Les krachs : pourquoi ils sont normaux (et survivables)
Un jour, ton portefeuille affichera -30 %. Ce cours t'explique pourquoi les krachs font partie du jeu, ce que l'histoire montre, et comment préparer ta réaction avant la tempête.
Un jour — pas peut-être, un jour —, tu ouvriras ton application et ton portefeuille affichera -25 %, -30 %, peut-être pire. Les journaux parleront de « panique », de « pire crise depuis… », et une petite voix te suppliera de tout vendre. Ce moment-là décidera de ta réussite d'investisseur bien plus que le choix de ton ETF ou de ton courtier.

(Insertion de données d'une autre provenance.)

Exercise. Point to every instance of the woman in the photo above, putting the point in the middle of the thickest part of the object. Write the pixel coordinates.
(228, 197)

À la fin de ce cours, tu sauras pourquoi les krachs sont un élément normal du fonctionnement des marchés, pourquoi une baisse de 50 % est mathématiquement plus vicieuse qu'elle n'en a l'air, et surtout comment préparer ta réaction avant la tempête — parce que pendant, il sera trop tard pour réfléchir.

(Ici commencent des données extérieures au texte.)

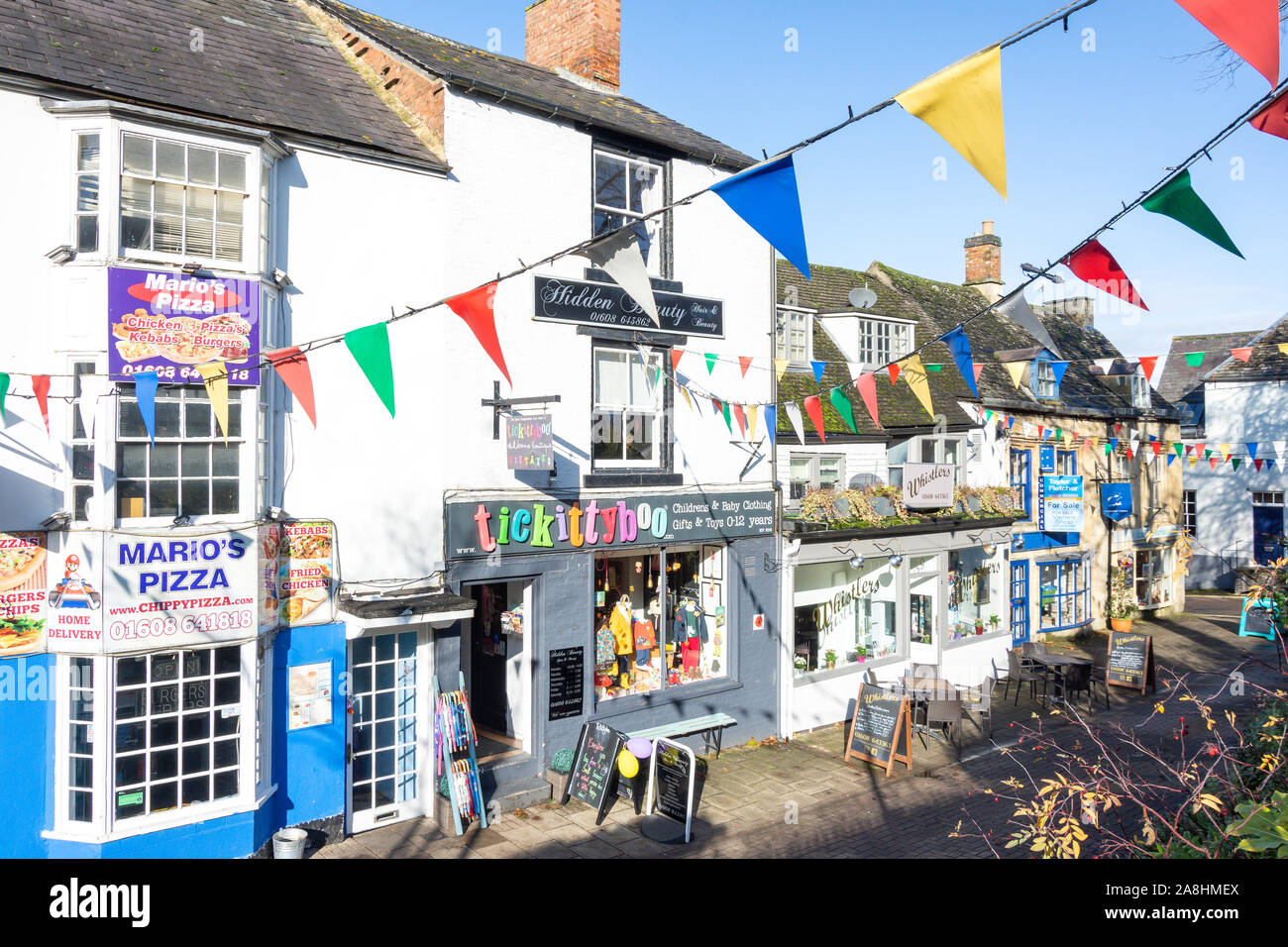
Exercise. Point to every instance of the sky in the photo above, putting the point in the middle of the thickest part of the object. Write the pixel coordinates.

1. Les krachs font partie du contrat
Un krach, c'est une chute rapide et violente des marchés — l'inverse de la hausse lente et tranquille qu'on aimerait. Et ce n'est pas un accident rare : c'est le prix d'entrée. Le rendement des actions est plus élevé que celui d'un livret précisément parce que tu acceptes de traverser ces épisodes.
Regarde les trois derniers grands épisodes, dans les grandes lignes :
- 2000-2002 (bulle internet) : les grands indices, surtout technologiques, ont perdu de l'ordre de la moitié de leur valeur en deux ans. - 2008 (crise financière) : baisses de l'ordre de -50 % sur les grands indices mondiaux, au milieu d'une peur d'effondrement bancaire généralisé. - 2020 (Covid) : chute de l'ordre de -30 à -35 % en à peine un mois — l'une des plus rapides de l'histoire.